Effective branding is always based on reality.

It’s based on what the owner actually values and bakes into operations and the customer experience.

[Side note: this is why making the ads should be the last thing your ad consultant does]

But there’s still a certain amount of what I’d call Romancing the Stone involved in a good branding campaign. A certain amount of burnishing the legends as well as heightening and dramatizing the factual into a narrative with the emotional power to compel.

Often times a business owner won’t know how deeply they’ve woven their values into the company, and will never have communicated the “why” behind the “what” or the “how” to their employees.

So while a good branding campaign will sell the company’s story and mythology to the public, it can also help communicate and teach it to employees.

In fact, that’s probably one tell-tale sign of a great branding campaign: it crystalizes the company’s self-identity as much for the owner and his team as to the public at large.

Advertise to and “Evangelize” Your Employees as Much as the Public

This is why you should be playing your ads for your team. Not only so they can know what’s being promised to the public, but to reinforce group identity.

It’s why you should have employees learn and use your Brandable Chunks when communicating with customers.

I’d even go so far as to say it’s why you should include your team in creating your We Believe Statements.

And why there should be a fair amount of overlap between your We Believe’s and Brandable Chunks.

Taking it to the Next Level with KPIs

But if you want to take this all a step farther in leverage your branding as a leadership tool, you’ll have to translate beliefs into the language of number.
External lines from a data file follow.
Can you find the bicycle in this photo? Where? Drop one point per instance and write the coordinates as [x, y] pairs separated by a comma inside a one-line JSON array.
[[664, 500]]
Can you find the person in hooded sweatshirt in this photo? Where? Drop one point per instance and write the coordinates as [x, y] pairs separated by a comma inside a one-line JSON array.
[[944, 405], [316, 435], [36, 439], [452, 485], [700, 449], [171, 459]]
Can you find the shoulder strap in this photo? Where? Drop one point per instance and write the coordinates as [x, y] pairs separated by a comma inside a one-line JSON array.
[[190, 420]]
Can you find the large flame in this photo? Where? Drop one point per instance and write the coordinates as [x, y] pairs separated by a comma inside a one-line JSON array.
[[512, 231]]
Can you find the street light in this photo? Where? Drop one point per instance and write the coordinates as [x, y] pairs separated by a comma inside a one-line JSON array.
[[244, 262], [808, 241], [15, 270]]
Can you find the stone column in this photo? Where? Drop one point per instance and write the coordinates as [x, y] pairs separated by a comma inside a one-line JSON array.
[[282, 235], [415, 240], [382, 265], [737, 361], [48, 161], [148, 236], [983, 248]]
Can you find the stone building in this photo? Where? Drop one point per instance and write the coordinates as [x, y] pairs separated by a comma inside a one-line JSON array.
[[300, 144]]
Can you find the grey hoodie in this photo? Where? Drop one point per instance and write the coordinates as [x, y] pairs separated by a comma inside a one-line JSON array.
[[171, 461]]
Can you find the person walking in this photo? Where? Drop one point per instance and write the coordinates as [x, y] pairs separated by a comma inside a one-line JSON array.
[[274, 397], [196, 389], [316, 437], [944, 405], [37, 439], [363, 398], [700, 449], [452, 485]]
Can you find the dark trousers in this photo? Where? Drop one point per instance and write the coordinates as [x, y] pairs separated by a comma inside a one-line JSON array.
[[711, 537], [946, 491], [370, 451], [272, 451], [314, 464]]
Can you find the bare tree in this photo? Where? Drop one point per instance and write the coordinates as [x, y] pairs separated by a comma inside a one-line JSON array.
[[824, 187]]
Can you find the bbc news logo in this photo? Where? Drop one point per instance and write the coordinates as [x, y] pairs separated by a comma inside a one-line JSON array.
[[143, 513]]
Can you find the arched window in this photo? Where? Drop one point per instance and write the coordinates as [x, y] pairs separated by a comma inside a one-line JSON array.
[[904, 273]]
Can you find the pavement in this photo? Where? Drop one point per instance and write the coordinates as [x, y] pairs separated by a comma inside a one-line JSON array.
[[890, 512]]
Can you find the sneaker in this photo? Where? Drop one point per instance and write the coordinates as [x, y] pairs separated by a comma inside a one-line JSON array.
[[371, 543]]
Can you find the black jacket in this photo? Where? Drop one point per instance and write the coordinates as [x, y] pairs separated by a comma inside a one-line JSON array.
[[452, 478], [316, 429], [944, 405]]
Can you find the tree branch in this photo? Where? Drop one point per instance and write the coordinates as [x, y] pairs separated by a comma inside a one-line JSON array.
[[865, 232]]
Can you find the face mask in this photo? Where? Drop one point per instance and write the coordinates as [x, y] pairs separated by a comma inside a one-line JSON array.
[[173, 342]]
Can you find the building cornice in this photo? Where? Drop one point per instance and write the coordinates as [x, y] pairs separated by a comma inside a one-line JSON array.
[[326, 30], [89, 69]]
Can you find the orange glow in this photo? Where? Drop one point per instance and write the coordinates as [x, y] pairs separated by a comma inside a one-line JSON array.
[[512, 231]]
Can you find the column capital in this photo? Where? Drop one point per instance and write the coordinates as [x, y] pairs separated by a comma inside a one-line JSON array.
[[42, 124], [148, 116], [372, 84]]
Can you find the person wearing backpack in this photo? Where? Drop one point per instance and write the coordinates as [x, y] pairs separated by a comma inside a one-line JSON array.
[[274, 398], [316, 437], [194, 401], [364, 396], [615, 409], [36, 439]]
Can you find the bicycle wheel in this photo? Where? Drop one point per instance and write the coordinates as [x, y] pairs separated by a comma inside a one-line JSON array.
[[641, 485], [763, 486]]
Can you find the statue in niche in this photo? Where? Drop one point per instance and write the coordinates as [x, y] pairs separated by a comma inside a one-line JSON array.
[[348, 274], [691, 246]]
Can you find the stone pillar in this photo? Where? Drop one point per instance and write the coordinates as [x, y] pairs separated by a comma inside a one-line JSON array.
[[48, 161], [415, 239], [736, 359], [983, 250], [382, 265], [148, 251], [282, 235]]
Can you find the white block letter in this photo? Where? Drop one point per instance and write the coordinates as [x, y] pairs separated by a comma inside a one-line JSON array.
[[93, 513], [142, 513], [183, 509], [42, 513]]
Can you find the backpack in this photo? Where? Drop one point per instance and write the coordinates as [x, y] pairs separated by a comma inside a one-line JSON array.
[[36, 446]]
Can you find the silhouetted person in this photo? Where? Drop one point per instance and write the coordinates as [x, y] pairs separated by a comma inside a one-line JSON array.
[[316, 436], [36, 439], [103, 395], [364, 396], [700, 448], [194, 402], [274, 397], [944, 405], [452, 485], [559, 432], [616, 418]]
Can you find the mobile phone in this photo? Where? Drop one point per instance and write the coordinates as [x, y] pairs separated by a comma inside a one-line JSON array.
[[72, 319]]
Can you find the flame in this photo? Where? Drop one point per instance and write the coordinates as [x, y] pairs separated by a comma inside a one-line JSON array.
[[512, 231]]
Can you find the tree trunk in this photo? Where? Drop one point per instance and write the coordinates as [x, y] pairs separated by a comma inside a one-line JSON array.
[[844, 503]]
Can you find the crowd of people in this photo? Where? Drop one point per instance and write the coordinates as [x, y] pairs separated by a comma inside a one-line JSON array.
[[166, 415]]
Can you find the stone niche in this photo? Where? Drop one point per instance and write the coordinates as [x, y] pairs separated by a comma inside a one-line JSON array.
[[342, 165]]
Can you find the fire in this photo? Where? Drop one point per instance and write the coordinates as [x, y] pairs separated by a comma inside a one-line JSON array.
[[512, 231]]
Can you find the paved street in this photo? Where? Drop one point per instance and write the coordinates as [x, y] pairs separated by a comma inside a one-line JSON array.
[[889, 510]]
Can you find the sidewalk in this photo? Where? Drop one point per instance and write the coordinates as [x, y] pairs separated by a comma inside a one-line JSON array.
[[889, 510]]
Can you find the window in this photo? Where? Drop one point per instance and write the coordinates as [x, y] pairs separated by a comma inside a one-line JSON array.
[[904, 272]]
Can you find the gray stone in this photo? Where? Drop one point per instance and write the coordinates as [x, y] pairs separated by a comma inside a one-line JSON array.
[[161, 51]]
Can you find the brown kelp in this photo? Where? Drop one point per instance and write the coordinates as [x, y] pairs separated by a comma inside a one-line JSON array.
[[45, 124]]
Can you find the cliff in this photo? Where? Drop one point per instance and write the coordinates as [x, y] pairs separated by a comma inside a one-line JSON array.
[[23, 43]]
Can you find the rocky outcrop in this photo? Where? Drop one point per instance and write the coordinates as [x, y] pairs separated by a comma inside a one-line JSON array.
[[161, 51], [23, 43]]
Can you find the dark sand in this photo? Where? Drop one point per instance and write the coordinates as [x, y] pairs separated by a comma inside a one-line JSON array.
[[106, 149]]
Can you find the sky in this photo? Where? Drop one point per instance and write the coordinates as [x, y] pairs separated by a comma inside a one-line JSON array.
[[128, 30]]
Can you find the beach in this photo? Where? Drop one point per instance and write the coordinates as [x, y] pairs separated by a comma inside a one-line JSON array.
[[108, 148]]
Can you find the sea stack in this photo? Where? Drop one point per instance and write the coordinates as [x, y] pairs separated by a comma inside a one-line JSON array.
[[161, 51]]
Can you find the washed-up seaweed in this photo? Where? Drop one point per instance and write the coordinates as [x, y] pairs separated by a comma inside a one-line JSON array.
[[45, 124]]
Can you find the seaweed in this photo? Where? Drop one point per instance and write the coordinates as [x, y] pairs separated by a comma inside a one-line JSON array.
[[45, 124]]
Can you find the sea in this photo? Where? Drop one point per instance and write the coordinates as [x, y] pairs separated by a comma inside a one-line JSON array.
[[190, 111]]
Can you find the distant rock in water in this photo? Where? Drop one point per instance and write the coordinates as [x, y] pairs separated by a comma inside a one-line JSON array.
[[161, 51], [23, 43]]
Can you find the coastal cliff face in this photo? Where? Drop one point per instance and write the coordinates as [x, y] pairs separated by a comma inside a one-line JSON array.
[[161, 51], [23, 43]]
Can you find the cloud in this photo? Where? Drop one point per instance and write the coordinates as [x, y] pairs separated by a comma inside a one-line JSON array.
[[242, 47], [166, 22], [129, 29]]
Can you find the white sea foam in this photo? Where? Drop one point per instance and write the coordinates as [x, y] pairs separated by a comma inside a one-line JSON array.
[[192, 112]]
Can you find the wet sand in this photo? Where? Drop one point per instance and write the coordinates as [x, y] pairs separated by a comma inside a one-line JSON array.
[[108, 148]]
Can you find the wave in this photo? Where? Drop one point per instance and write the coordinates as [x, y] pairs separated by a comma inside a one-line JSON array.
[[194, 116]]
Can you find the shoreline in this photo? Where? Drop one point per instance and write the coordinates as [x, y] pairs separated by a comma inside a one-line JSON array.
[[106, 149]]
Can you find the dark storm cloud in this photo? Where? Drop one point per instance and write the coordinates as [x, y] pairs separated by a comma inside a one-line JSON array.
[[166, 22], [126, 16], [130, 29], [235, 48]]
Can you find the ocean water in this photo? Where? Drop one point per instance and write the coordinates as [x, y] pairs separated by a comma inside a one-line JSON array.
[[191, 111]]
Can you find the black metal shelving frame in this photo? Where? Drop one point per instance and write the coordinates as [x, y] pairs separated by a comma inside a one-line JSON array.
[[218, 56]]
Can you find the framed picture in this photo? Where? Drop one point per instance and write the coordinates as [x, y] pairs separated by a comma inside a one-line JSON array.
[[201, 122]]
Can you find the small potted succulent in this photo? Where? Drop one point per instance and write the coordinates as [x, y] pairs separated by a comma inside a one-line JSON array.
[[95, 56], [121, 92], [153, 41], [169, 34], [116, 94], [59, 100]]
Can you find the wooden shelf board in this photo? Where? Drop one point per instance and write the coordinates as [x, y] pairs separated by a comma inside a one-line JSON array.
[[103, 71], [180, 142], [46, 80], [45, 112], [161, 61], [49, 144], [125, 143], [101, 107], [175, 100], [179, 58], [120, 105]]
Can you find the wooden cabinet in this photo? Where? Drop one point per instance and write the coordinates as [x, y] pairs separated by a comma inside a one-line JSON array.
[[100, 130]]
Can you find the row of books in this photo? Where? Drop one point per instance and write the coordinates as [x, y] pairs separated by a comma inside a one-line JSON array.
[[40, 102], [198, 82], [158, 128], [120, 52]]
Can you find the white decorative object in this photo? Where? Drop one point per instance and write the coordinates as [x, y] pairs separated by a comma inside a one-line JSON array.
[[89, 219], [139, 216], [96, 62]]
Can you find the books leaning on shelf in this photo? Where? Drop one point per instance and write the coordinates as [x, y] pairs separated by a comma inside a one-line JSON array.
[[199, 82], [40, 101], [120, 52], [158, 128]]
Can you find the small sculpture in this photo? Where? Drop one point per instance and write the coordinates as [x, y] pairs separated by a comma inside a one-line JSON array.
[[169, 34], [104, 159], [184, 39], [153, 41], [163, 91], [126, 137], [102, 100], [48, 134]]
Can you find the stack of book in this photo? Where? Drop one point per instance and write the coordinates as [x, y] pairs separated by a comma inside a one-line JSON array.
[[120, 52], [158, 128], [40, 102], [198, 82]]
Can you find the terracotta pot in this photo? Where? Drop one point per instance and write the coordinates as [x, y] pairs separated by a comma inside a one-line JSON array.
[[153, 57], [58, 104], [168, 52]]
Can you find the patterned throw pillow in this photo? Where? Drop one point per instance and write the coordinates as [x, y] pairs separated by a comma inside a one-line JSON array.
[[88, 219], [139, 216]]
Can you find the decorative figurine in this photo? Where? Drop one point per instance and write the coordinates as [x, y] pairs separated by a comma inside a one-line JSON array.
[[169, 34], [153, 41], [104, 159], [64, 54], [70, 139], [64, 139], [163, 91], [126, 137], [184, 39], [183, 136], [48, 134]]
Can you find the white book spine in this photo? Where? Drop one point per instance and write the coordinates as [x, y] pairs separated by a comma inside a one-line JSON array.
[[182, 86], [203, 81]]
Because when what’s measured and rewarded contradicts what’s proclaimed as a value, it’s the value — and often enough the company — that always loses.

If you say you believe in 5-Star Service but measure and reward sales and not customer reviews, you’ve got a problem.

If you say you believe in craftsmanship and quality of work in your ads, but you have no way of measuring it or rewarding it, you’ve got a problem.

Hell, even if you can’t put a number on that, you can still have your employees snap pictures of their work and vote on whose work is the straightest, truest, most plumb and nicely finished, right?

What gets measured gets done.

And some things have to be measured in order to be managed.

Everybody measures sales, right? Gotta do it.

It’s what’s optional that also gets measured that determines the character of your organization.

That and HOW you measure the mandatory. There are lot of different ways to measure sales, each with its own qualitative element to it.

Is a tech with a higher average ticket, but fewer overall selling opportunities, and therefore lower total sales, doing a good or a bad job?

Would it change your opinion if his customer reviews were full of raves and 5-stars?

A Word of Warning Before You Begin

Just a word of warning: when you openly stand for something and share it with your people, you will run into some who:

  1. Call you out on your inconsistencies, and
  2. Openly resist getting on board with your promulgated values and direction.

You’ll have to accept the criticisms of “a” with good grace, and perhaps even take action on that.

For instance, if multiple employees have the guts to tell you that your top sales person consistently sells against your claimed values, what are you going to do?

And you’ll have to either persuade or fire “b” because everyone else will be watching what happens.

If you fire them, shit just got real, and the boss is serious and sincere about all this.

If you let it slide, it’s just more talk coming from the front office.

The good news is that if you encounter this and handle it the right way, it’ll be like someone turned on a rocket booster to your branding, sales, and growth efforts.

It’ll be among the best things you ever did for your company. Just be sure you’re serious about all this before you roll it out.

Boiling it Down to a 5-Step plan

So that’s how you use branding as a leadership tool:

  1. Base your branding campaign off of the real character of your company and sound strategy.
  2. Include your people in the creation of your We Believe Statements.
  3. Play your ads and share your brandable chunks with your people. Have your employees use your brandable chunks in communicating with customers.
  4. Translate your beliefs into KPIs and make sure your people know that you measure and reward what you say you believe in and openly promise to your customers
  5. Be ready to fix your inconsistencies and fire your resistors if and when your people bring this up to you

And that’s it. Best of luck on your branding and leadership journey!